According to the Bank of America Merrill Lynch 2012 CFO Outlook survey, CFOs gave the current U.S. economy an average score of 44 out of 100, down from 47 last year. Moreover, only 38 percent of financial executives expect the U.S. economy to expand in 2012, down considerably from 56 percent in 2011, as “the burgeoning optimism from early 2011 has ebbed on several important fronts.”
The CFO Outlook survey is an annual report based on responses from 600 CFOs, finance directors and other executives selected randomly from U.S. companies with annual revenues between $20 million and $2 billion.
There are a range of concerns causing CFOs to feel less confident about the state of the nation’s economy in 2012. During this election year, policy concerns remain the top issue, with 70 percent of CFOs voicing doubt about the effectiveness of government leaders and 63 percent citing worries about resolving the U.S. budget deficit. Sixty percent of respondents cited health care costs as their top concern in 2012, while 58 percent cited unemployment levels, 55 percent cited consumer confidence and 45 percent cited global market unrest.

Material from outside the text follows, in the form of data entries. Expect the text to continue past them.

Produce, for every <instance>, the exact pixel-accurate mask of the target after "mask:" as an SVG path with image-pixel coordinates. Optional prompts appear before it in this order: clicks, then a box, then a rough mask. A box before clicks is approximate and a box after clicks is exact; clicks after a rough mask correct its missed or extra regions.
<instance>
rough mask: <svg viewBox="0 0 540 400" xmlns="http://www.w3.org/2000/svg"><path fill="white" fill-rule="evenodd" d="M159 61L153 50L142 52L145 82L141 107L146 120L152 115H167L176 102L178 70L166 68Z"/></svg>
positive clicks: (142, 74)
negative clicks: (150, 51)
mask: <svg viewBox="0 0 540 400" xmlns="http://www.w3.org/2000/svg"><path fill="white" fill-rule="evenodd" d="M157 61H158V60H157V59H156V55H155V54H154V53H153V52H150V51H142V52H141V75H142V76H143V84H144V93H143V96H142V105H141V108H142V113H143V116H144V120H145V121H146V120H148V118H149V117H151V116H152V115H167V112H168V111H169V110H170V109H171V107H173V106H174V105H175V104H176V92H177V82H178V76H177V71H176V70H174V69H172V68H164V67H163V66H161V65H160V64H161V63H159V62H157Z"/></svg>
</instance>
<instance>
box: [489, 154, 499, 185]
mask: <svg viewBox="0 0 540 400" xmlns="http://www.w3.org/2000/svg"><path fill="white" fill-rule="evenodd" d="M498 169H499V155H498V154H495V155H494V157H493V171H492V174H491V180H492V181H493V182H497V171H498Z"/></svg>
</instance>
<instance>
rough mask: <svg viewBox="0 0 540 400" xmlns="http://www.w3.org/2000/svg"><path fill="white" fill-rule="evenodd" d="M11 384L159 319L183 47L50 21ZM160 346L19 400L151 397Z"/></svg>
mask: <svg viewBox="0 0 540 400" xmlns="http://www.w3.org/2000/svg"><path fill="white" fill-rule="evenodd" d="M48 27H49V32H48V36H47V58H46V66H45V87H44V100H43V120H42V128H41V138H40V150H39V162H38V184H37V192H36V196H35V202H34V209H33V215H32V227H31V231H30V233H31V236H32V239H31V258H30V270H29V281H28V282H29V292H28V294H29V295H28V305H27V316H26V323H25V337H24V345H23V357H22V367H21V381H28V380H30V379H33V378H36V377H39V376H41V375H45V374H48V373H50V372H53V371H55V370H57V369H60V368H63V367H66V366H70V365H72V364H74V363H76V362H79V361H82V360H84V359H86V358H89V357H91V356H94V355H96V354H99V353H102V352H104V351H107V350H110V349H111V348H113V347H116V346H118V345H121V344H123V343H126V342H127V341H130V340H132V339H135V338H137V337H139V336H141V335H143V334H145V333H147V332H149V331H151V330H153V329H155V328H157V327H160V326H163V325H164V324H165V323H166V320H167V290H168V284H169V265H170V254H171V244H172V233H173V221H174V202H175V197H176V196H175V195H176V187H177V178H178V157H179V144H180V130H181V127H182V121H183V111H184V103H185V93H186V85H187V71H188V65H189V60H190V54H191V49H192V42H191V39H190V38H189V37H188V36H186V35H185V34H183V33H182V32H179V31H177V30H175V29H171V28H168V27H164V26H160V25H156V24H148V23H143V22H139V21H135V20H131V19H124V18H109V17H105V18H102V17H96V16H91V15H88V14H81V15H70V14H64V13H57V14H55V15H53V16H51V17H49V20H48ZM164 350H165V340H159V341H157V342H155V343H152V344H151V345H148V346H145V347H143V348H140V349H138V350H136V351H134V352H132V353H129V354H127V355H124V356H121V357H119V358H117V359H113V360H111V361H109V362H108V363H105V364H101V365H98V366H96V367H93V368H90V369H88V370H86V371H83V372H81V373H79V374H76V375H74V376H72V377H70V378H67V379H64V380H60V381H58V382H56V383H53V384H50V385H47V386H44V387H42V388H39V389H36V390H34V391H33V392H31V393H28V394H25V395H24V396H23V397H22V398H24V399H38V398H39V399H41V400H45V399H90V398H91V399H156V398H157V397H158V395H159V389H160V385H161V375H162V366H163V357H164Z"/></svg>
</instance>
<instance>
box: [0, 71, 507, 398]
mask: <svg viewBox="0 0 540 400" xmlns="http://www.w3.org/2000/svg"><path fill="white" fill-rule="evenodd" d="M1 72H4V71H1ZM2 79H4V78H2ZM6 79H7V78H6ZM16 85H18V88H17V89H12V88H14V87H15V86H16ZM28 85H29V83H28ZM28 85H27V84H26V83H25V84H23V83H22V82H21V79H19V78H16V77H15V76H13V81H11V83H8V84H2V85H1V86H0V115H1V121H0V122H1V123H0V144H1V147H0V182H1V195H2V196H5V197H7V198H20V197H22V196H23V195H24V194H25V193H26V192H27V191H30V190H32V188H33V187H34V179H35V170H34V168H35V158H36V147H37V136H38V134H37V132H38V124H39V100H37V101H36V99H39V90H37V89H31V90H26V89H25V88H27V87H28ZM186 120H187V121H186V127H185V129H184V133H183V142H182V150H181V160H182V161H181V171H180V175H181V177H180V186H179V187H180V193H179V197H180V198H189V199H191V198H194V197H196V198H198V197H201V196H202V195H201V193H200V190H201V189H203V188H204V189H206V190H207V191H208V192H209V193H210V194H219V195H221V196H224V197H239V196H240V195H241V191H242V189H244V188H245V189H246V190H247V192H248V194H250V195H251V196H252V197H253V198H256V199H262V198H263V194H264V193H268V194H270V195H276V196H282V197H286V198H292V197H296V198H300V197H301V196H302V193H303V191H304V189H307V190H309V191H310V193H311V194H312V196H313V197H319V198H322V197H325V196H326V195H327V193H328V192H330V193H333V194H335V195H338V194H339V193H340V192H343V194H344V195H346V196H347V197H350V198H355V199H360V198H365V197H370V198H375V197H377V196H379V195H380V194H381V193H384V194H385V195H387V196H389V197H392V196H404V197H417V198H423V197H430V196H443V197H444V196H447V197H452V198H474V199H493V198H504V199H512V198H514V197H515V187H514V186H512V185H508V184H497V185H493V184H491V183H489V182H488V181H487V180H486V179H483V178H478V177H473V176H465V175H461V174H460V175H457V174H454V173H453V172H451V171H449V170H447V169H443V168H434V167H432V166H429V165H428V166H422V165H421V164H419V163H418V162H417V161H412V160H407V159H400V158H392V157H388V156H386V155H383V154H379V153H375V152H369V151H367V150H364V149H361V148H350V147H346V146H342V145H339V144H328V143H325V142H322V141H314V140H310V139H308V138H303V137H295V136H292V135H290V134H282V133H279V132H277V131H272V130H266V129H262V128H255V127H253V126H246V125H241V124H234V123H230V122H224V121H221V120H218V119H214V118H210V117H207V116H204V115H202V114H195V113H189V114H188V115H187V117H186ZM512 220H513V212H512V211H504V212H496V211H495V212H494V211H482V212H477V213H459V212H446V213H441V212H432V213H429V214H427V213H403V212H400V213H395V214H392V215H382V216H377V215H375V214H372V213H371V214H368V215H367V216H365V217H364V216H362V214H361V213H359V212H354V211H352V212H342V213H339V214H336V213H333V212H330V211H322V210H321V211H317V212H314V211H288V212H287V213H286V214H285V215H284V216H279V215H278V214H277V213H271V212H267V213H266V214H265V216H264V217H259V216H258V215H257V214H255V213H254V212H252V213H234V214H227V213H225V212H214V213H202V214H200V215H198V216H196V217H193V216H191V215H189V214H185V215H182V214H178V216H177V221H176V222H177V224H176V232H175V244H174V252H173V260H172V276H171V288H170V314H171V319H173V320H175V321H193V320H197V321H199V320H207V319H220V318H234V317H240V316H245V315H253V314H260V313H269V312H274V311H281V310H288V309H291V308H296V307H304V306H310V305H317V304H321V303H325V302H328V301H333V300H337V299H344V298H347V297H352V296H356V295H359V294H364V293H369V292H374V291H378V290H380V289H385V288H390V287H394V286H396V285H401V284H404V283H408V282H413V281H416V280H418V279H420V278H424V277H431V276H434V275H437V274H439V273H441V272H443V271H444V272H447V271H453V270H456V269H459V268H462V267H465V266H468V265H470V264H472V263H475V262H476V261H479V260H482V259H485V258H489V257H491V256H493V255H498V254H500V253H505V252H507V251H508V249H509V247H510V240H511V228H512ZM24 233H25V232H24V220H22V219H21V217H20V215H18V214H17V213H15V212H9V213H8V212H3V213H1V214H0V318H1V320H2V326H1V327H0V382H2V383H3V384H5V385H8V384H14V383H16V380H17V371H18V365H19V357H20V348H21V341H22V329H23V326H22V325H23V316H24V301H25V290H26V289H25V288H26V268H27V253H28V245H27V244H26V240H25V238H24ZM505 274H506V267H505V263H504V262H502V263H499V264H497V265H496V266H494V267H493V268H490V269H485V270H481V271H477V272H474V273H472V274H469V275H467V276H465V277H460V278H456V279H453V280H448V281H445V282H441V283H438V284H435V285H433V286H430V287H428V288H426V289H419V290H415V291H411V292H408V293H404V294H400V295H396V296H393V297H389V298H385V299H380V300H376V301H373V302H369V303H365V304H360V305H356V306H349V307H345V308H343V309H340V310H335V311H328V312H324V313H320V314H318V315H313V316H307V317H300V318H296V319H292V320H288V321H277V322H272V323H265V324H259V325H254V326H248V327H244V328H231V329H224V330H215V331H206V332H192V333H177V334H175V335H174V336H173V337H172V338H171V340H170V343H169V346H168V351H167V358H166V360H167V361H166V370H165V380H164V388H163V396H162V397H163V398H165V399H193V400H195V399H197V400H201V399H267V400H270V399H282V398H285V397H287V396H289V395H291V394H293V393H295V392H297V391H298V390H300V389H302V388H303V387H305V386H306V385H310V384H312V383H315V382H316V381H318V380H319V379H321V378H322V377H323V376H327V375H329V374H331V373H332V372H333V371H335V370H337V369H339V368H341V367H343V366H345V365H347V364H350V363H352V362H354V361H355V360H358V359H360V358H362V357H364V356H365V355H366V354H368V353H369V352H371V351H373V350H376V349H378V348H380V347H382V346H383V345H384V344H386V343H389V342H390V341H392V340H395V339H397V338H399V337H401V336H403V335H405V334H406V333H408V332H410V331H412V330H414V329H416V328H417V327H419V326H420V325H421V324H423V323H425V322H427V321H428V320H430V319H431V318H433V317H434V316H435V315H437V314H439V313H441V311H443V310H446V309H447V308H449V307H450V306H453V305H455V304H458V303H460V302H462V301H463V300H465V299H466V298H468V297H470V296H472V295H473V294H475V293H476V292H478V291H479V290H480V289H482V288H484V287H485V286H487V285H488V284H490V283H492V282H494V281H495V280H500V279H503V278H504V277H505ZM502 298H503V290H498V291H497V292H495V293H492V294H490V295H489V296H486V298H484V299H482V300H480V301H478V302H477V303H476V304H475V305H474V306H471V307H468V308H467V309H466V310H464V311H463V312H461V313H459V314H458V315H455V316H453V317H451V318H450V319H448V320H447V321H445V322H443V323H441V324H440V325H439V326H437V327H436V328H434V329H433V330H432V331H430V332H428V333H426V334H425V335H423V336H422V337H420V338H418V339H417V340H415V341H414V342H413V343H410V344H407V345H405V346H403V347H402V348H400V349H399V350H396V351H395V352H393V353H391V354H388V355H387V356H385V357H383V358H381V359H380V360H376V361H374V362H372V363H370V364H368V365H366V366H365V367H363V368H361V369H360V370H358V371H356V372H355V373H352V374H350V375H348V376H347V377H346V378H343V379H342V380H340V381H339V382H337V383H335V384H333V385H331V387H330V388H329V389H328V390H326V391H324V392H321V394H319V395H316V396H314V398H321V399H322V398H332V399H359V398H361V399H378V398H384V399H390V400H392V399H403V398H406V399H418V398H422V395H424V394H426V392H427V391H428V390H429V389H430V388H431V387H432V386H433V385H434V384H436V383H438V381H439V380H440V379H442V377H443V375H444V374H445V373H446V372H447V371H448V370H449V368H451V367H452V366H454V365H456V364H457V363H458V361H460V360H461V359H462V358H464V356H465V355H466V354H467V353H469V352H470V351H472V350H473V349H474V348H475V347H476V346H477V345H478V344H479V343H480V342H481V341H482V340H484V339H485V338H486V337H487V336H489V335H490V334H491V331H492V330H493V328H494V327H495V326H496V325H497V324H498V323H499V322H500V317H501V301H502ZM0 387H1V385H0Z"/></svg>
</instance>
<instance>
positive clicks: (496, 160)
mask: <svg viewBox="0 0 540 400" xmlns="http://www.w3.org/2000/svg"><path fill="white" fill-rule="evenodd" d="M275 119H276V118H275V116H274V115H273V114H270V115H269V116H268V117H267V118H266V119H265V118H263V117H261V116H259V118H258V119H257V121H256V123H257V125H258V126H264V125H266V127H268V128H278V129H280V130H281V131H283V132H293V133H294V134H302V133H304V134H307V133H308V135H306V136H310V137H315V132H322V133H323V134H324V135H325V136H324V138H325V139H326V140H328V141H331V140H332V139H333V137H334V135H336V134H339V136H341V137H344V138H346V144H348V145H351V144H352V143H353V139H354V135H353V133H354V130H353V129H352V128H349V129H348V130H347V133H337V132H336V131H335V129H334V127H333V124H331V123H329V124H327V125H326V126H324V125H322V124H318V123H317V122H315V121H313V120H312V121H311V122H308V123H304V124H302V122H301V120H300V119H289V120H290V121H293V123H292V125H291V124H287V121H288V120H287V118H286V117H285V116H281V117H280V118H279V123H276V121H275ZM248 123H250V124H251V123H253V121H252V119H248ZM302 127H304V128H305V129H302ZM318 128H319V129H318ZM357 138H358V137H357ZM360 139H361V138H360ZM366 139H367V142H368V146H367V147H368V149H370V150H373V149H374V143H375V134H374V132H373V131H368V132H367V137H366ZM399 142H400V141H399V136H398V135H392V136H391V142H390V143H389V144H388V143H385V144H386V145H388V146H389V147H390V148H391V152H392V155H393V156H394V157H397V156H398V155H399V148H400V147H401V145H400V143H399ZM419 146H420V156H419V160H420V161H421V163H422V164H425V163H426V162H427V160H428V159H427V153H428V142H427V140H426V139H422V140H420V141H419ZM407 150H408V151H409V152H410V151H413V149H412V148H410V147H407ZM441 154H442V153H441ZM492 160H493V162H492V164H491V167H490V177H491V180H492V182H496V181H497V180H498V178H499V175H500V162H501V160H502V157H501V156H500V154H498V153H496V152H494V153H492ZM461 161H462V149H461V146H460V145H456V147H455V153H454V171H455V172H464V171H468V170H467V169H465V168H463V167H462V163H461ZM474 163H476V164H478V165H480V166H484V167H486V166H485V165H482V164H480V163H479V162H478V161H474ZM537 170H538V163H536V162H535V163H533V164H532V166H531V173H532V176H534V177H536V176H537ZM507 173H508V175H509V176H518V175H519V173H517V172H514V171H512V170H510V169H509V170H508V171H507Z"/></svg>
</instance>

These economic issues are also expected to downgrade the prospects for individual businesses, as 41 percent of companies forecast profit margin growth this year, compared with 55 percent who expected to be more profitable in 2011. Fifteen percent expect profits to decline in the year ahead.
“[L]ike many Americans, CFOs are showing heightened concern about a broad range of more general factors that could affect the U.S. economy [in 2012],” CFOworld notes. “When asked about financial concerns specific to their own companies, 56 percent of CFOs chose health care costs. That was followed by energy costs and consumer confidence, both at 43 percent; cash flow at 42 percent; and revenue growth at 40 percent.”
Despite their pessimism on a number of key issues, most CFOs don’t expect their companies to reduce their workforce levels in 2012. While 7 percent forecast layoffs in the next 12 months, 46 percent said they expect to hire new employees in 2012 and 48 percent expect staff levels to remain the same as last year.
The outlook for certain industries also remains strong. CFOs rate the current state of manufacturing at 50 out of 100, up from 48 last year, while the services sector is rated at 56, roughly the same as in 2011. Fifty-one percent of manufacturing CFOs expect to hire staff in 2012, compared with 43 percent in the services sector.
“Without question, many CFOs are hoping for more positive signs of consistent economic stability and growth — in the U.S. and abroad,” Laura Whitley, head of global commercial banking at Bank of America Merrill Lynch, said in an announcement of the findings. “While they remain cautious, it is encouraging to see that reservations about the economy won’t translate to reductions in the overall workforce, and that CFOs are staying the course while waiting for the economy to improve.”
Economic uncertainty is not expected to damage business investments in innovation, as 60 percent of companies reported that their 2012 research and development (R&D) spending will remain comparable to pre-recession levels, 16 percent expect to increase R&D spending and only 11 percent said R&D budgets will be cut.
On another positive note, more executives are saying they have greater access to credit. Thirty-six percent of CFOs reported that lenders have increased credit availability to their companies, up from 28 percent who said the same in 2011. In addition, only 21 percent of CFOs expect the cost of capital to increase in 2012, down from 28 percent last year.